Personalis® has been supporting the personalized neoantigen-based cancer vaccine and cell therapy development for years and is at the fore-front of that process. The personalized workflow for customers begins by receiving a patient tumor biopsy and normal samples from a clinical site. The samples are sequenced and analyzed using the ImmunoID NeXT Platform® to produce data-rich analytics and putative neoantigen candidates from SHERPA. This information is then utilized by our partners developing personalized cancer vaccines or cell therapies to design a treatment tailored to the patient's immunogenomics profile.

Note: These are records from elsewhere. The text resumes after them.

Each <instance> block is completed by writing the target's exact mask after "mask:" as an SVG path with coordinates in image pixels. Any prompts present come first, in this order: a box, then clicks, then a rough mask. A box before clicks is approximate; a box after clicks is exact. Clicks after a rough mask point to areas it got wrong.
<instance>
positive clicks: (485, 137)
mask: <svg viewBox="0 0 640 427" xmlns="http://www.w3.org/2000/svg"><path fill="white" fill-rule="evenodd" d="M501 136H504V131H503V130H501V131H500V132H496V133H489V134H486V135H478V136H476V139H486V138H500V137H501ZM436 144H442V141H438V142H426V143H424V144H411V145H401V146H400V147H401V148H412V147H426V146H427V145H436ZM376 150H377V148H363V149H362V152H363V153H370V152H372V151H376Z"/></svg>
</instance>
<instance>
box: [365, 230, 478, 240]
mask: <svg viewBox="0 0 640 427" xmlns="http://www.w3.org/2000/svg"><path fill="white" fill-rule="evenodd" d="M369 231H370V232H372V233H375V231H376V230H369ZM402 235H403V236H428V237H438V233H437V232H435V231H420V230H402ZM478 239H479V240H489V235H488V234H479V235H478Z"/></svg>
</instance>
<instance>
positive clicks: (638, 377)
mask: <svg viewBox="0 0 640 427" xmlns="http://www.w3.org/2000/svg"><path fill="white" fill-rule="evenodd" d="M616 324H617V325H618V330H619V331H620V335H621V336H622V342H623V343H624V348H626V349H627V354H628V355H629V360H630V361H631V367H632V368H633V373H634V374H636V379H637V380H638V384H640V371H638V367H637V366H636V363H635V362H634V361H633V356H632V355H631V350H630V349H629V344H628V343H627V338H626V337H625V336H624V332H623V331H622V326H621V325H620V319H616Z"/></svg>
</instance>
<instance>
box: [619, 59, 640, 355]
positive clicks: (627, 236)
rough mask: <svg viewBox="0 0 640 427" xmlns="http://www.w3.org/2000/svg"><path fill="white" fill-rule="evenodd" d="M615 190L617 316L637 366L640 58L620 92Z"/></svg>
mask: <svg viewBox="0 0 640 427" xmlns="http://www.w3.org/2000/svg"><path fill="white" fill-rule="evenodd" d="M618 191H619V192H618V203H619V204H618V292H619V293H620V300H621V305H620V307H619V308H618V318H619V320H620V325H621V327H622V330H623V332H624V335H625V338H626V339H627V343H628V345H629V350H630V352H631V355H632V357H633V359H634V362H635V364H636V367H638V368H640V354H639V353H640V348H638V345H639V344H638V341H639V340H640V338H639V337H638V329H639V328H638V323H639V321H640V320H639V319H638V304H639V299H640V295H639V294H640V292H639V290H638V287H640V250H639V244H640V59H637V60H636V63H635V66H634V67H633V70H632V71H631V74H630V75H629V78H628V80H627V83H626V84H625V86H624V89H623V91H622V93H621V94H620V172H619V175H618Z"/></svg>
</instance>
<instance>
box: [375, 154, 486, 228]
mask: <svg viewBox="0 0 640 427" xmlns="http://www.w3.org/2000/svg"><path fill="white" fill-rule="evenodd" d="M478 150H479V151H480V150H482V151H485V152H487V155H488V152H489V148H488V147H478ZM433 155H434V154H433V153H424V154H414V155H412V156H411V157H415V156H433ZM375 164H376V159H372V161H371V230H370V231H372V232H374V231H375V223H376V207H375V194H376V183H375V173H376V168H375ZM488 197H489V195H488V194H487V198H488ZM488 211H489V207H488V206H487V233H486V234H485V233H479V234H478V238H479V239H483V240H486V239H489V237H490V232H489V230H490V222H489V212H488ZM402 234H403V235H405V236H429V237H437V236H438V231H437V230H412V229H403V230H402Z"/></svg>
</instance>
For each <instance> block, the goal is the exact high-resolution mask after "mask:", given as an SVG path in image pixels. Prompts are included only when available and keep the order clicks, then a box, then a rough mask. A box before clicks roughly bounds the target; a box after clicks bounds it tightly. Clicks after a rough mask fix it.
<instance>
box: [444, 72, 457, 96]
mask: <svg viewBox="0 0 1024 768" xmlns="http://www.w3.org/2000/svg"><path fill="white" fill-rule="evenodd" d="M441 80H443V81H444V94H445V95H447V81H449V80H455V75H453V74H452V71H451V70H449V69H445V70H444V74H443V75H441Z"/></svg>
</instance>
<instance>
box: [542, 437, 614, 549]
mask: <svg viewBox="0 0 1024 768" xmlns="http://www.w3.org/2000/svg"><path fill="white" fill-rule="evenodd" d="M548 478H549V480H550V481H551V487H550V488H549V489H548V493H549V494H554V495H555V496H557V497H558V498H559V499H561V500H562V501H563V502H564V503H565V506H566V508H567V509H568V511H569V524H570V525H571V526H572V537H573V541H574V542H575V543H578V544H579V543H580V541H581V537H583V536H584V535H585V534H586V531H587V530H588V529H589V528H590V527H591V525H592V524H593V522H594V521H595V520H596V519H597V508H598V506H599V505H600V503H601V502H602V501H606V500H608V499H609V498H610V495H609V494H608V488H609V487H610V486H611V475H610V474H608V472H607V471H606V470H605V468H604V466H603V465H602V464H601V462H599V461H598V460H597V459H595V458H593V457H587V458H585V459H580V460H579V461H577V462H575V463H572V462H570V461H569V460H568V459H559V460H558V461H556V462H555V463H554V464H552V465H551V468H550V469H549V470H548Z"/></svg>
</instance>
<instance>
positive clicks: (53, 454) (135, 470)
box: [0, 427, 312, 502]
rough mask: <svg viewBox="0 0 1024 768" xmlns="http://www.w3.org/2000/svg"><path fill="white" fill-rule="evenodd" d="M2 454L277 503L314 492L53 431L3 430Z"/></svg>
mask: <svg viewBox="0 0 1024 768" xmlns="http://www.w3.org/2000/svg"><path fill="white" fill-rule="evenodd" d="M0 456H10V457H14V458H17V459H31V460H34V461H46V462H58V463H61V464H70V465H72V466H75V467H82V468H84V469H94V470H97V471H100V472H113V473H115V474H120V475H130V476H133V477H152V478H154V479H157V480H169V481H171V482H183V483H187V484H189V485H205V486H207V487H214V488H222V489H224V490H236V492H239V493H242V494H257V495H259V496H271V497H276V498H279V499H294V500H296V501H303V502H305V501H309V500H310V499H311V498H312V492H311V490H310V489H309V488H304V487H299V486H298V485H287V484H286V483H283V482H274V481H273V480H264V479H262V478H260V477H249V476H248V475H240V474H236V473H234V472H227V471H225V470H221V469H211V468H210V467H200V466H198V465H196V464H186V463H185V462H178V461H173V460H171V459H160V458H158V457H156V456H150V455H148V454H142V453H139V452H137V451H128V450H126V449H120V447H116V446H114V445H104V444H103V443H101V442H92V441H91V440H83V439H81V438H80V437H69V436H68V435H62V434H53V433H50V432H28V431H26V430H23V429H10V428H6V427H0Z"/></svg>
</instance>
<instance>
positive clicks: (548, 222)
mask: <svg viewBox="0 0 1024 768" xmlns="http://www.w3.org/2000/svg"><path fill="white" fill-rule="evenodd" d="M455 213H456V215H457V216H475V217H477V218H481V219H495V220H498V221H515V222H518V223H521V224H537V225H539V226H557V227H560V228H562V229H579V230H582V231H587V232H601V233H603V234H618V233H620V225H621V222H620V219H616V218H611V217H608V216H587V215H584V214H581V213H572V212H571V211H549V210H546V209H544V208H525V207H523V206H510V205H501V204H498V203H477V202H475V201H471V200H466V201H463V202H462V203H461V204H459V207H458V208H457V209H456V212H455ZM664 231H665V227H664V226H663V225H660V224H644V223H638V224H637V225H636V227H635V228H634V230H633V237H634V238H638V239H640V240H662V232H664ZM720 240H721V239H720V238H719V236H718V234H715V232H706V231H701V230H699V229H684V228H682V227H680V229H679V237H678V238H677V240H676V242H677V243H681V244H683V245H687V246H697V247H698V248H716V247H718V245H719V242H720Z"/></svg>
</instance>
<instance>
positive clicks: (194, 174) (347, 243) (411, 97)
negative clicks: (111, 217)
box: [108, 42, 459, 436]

In addition to SHERPA, ImmunoID NeXT™ provides deep sequencing, augmentation of all 20,000 genes, and high resolution to detect all sources of potential immunogenic neoantigens: SNVs, InDels, fusions, and others. The platform integrates HLA typing capabilities key for patient HLA allele-specific predictions. The advanced analytics related to alterations that impact HLA genes and the neoantigen processing and presentation machinery inform whether the predicted neoantigen on the tumor is visible to the immune system. The data from ImmunoID NeXT can also be applied to retrospective studies to better understand neoantigen biology, improve prioritization strategies, and explore biomarkers of response and mechanisms of resistance to the vaccine.